Need some wooing

Dear Queenie,

  My husband helps me around the house and with the children without being asked, but when it comes to sex he always waits for me to make the first move. I know he wants sex and he finds me attractive, but he always expects me to start things going.

  Queenie, what is wrong with him?—Need some wooing

 

Dear Need,

  Perhaps your husband is afraid of being turned down if he approaches you when you are not in the mood for sex.

  Whatever the reason for his behaviour, I suggest professional counselling for both of you, preferably the two of you together, to help you understand each other’s preferences and needs.

Undecided

Dear Queenie,

  My boyfriend and I have been going together for years, but up to now there is no commitment. Sometimes I stay overnight with him, but there is no talk about moving in together, let alone getting married. Things are great between us, but I want some kind of commitment and I can’t get it from him.

  Queenie, should I just try to find someone else?—Undecided

 

Dear Undecided,

  It seems clear that your boyfriend is not willing to make any commitment to you. You will have to decide whether you are willing to settle for what you have now, or want to give it up to try to find something more with someone else.

Confused

Dear Queenie,

  My boyfriend and I have been living together for almost 2 years. A while ago he had dinner out with a friend I thought was a man, but when I asked how it went he didn’t want to talk about it. I found out a few days later that the friend was a woman, not a man, and when I told him what I knew he said they were just friends from work and he didn’t want me to know he had gone out with a woman because he was afraid I’d be jealous.

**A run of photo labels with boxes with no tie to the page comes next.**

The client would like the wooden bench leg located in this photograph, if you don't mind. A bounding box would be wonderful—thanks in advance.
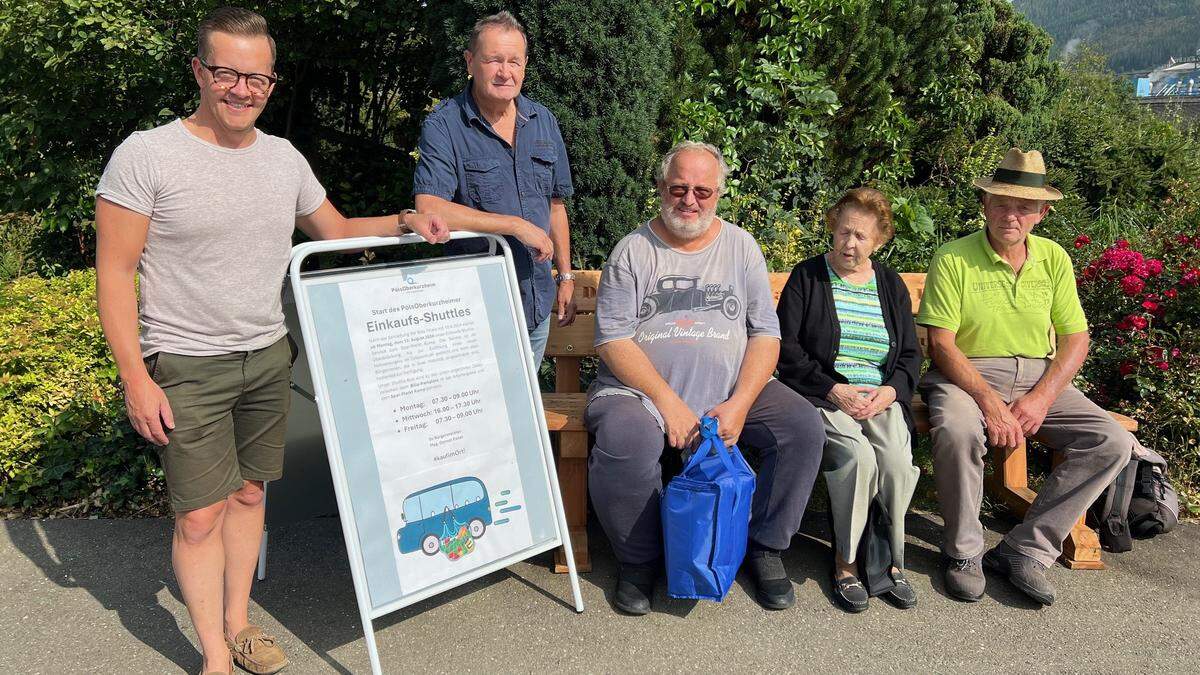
[554,431,592,574]
[988,442,1104,569]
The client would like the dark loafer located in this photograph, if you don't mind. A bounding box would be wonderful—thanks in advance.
[612,565,656,616]
[833,572,868,614]
[983,540,1055,607]
[883,572,917,609]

  Then he started staying with his brother a couple of nights a week, leaving me alone, and now he says he is not sure he wants a permanent relationship with me and he is talking about moving out altogether. He says we will still be going out together, but there won’t be anything physical anymore.

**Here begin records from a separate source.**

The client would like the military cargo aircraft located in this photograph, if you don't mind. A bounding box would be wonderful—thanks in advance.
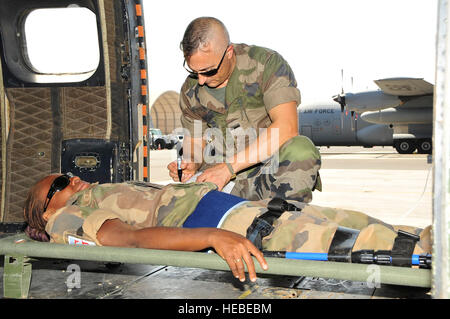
[304,78,433,154]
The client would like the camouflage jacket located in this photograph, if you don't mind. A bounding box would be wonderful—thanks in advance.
[180,44,300,159]
[45,182,217,245]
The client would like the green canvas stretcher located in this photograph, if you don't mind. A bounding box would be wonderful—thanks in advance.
[0,233,431,298]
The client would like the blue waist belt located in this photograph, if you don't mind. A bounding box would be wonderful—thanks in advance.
[183,191,248,228]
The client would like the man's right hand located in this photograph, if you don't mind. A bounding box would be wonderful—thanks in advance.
[167,160,199,182]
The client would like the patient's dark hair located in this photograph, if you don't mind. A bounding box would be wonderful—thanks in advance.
[23,179,50,241]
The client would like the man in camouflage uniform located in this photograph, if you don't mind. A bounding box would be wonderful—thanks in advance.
[37,175,431,280]
[168,17,321,202]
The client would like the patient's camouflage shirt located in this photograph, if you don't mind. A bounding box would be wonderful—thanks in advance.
[45,182,217,245]
[46,183,432,254]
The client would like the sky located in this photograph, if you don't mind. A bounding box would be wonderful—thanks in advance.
[143,0,438,105]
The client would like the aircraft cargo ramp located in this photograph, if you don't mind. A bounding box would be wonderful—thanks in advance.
[0,147,432,305]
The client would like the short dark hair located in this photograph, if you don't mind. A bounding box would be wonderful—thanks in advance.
[180,17,230,58]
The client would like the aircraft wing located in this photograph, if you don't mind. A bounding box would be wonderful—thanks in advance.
[374,78,434,96]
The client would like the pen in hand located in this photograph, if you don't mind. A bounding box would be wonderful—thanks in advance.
[177,148,183,182]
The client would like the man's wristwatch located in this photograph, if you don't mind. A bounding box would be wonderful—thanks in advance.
[225,162,236,181]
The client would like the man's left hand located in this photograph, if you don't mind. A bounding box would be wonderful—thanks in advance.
[197,163,231,191]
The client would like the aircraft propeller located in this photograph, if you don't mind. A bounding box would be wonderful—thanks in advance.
[333,69,356,131]
[333,69,345,130]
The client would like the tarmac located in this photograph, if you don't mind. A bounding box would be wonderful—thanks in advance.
[0,147,432,300]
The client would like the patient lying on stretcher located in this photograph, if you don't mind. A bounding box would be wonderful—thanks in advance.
[24,174,431,281]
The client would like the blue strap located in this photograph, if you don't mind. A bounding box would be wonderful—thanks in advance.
[183,190,246,228]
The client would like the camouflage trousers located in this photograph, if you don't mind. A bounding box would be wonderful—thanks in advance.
[221,200,432,254]
[231,136,322,203]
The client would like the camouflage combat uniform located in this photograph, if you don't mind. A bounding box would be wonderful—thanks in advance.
[180,44,321,202]
[46,183,431,254]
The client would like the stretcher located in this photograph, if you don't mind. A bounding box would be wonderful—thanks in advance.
[0,233,431,298]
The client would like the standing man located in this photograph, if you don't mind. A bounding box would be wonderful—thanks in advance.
[168,17,321,202]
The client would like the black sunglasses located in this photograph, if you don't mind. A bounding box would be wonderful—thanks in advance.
[43,173,73,213]
[183,45,230,79]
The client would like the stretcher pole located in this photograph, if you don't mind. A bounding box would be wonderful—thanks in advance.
[0,234,431,294]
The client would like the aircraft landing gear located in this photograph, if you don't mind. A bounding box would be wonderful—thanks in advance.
[394,139,417,154]
[417,138,433,154]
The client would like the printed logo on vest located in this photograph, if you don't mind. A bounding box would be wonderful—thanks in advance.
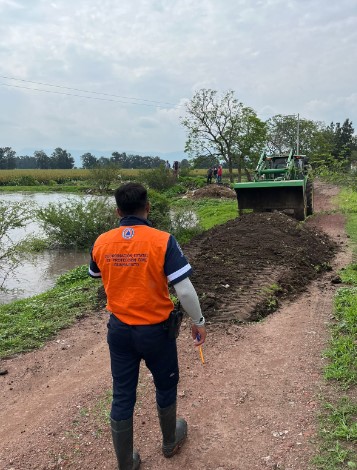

  Queenie, what am I supposed to think about all this?—Confused

 

Dear Confused,

  Your boyfriend is moving out of your relationship step-by-step. You might as well face the fact and make it easy for him by telling him to move out and be done with it – leaving you free to find someone else.

Worried sister

Dear Queenie,

  My sister is so determined to have a man in her life that nothing else matters. When we invite her to family occasions she won’t attend because she is hoping some man will ask her for a date. She spends a lot of time waiting alone with her phone for some man to call her instead of going out and doing things with family or friends.

  We, her family, and her friends wish she would spend some time with us instead of always waiting for some man to call her.

  Queenie, is there anything we can do?—Worried sister

 

Dear Sister,

  Your sister’s behaviour is not intended to hurt you. She just does not feel that she is worth anything if she does not have a man in her life. Try to accept her as she is.

  And, of course, any time you invite her to an event where you can tell her there will be some man you would like her to meet, I am sure she will want to attend.

Male friend (not boyfriend)

Dear Queenie,

  I have a friend who doesn’t drive, so I give her lifts whenever I can, but sometimes I just can’t help her. When this happens I try to explain why, but she gets mad and calls me a liar and stops speaking to me for a while.

  Queenie, I want us to stay friends. What can I do?—Male friend (not boyfriend)

 

Dear Friend,

  Stop letting your friend take advantage of you. Start asking her to chip in for gas whenever she rides with you. Remind her that you are doing her a favour, and when driving her is not convenient for you, tell her so clearly (but nicely). And if she stops speaking to you, at least you will not have to be giving her rides.